Yet, I do find myself longing for change.
For bright yellows, greens and reds. For foraging trips to the coastal countryside, hunting for bruscandoli (wild hop shoots) to use in risottos and frittatas. For Spring feasts of lemon curd tarts and baby artichokes sliced thin and raw.
Easter is a mere stone’s throw away, which means that asparagus and artichokes will be here soon. Focaccia1 will join us, too—though not the one you're probably familiar with. I'm talking about the typical sweet Easter bread of Venice and the Veneto: a round loaf of leavened dough that’s delicate, almost humble. A far cry from buttery, sugary colomba or its rich Christmas cousins, panettone and pandoro.
Focaccia comes with a soft, yellow, airy crumb, a crunchy glaze of toasted almonds and pearl sugar, and a faint memory of oranges and Marsala wine. Despite the simplicity of the resulting cake, “fugassa” is a bit of a project (lots of kneading and many, long leavening intervals). A classic example of that peculiar category of sweet treats that “no-one-makes-at-home-because-it’s-simply-too-much-work-to-bake-yourself.”
Nonetheless, Anna, my mother-in-law, has firmly decided that this year no store-bought focaccia will grace our table. Only homemade. And so be it! She’s been experimenting with different recipes, with mixed results. It’s going to be fun to taste test her creation on Easter Sunday. Of course, I will report back.

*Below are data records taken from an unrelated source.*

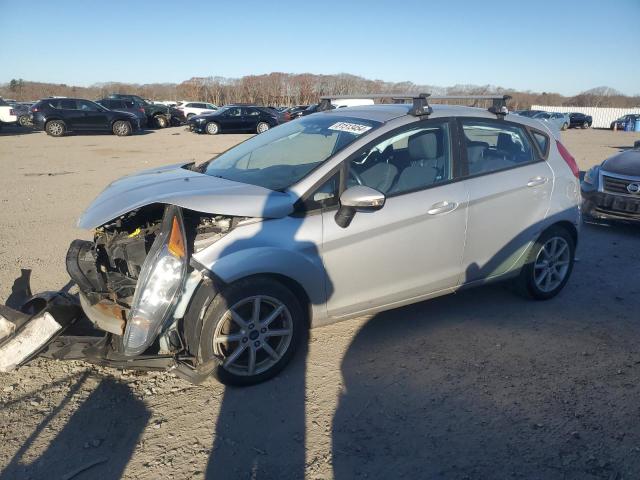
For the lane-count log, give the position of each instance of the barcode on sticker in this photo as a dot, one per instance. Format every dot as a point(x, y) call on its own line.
point(354, 128)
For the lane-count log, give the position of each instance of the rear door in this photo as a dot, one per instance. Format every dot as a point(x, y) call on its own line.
point(509, 185)
point(91, 116)
point(250, 118)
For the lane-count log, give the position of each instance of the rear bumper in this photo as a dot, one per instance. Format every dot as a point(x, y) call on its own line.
point(606, 206)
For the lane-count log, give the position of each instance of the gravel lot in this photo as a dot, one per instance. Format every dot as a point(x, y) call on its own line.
point(476, 385)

And now, on to the HAPPY NEWS…
BUNS BUNS BUNS (IN THE OVEN)
I am very pleased to announce that a tiny Italian bun is in the oven at casa Fogarizzu-Carossino. It’s not Easter focaccia, it is way better!
We are beyond happy and excited to become new parents, in fact we’ve been waiting for this moment for a looong time. The baby is healthy and will be with us this September, a sweet girl with a mix of Venetian, Sardinian, Ligurian and Calabrian-Greek roots.2
I cannot wait for you all to e-meet her.
Now you might begin to understand why I skipped last month’s newsletter (Apologies!!). The past weeks have been a whirlwind of emotions, doctor’s appointments and tests, with very little time for anything else but family (and nausea, and rest, and all the “joys” of early pregnancy).

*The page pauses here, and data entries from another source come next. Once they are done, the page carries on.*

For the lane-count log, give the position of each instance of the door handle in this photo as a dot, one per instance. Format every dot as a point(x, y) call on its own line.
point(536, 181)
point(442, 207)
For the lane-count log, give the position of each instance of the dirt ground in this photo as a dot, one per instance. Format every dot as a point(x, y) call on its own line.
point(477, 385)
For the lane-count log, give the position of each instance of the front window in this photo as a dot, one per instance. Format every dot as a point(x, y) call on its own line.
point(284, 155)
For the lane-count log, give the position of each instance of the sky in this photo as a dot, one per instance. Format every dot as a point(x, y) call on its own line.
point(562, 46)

As we enter a new season of life, I feel extremely lucky to have you here. As one of you texted me the other day, “That baby is going to have so many honorary grandmas and aunts all over the world!!”. Which feels like a huge, love-filled blessing.
That’s all from me for now. I’ll be back with you in April with the free monthly post. In the meantime, paid supporters can expect a special gift, baked fresh on Easter Sunday 👀
Until next time,
Sinù xx
About Me
My name is Sinù Fogarizzu and I’m a vegetarian food & travel writer from the mainland of Venice, Italy. In 2021, I launched Dash of Prosecco, a Substack newsletter about learning to cook and Venetian cuisine, that has now expanded into slow and sustainable travel. With the new “Slow Venice” column I hope to open up a space for dialogue on ways we can all contribute to a healthier tourism model for the floating city.
Browse my archive and recommended newsletters and come find me on Instagram & Twitter.
The term "focaccia" might be confusing for some. It generally refers to the classic, flat, and soft savory bread that is enriched with plenty of olive oil and can include optional toppings such as olives, onions, cherry tomatoes, and potatoes, among others. This type of focaccia, with its variations, originates from Liguria and a few other regions. However, the term is often applied to certain local bread-like bakes, whether sweet or savory, that tends to remain flat rather than puff up in the oven like, for instance, a nice round sourdough loaf. For example, a tall and proud panettone or pandoro would hardly be described as a focaccia. On the other hand, the Venetian fugassa is characterized by a larger diameter and, usually, a lower rise. Keep in mind, this is not a scientific or etymological explanation. However, I believe it provides a bit more clarity on how the term "focaccia" is used throughout Italy.
Regional provenance is a big thing for Italians! Each region is a bit of a country in its own right, with their dialects and inflections, typical cuisine, culture and lore. Both my partner and I were born in the Veneto but our roots are mixed, and so are our culinary habits. Do you find a similar celebration of local heritage and distinct regional identities in your own country?
Beautiful news! Congratulations Sinù. So happy for you!
I also loved all the moody foggy photos in this post and all the delicious buns and breads. Yum.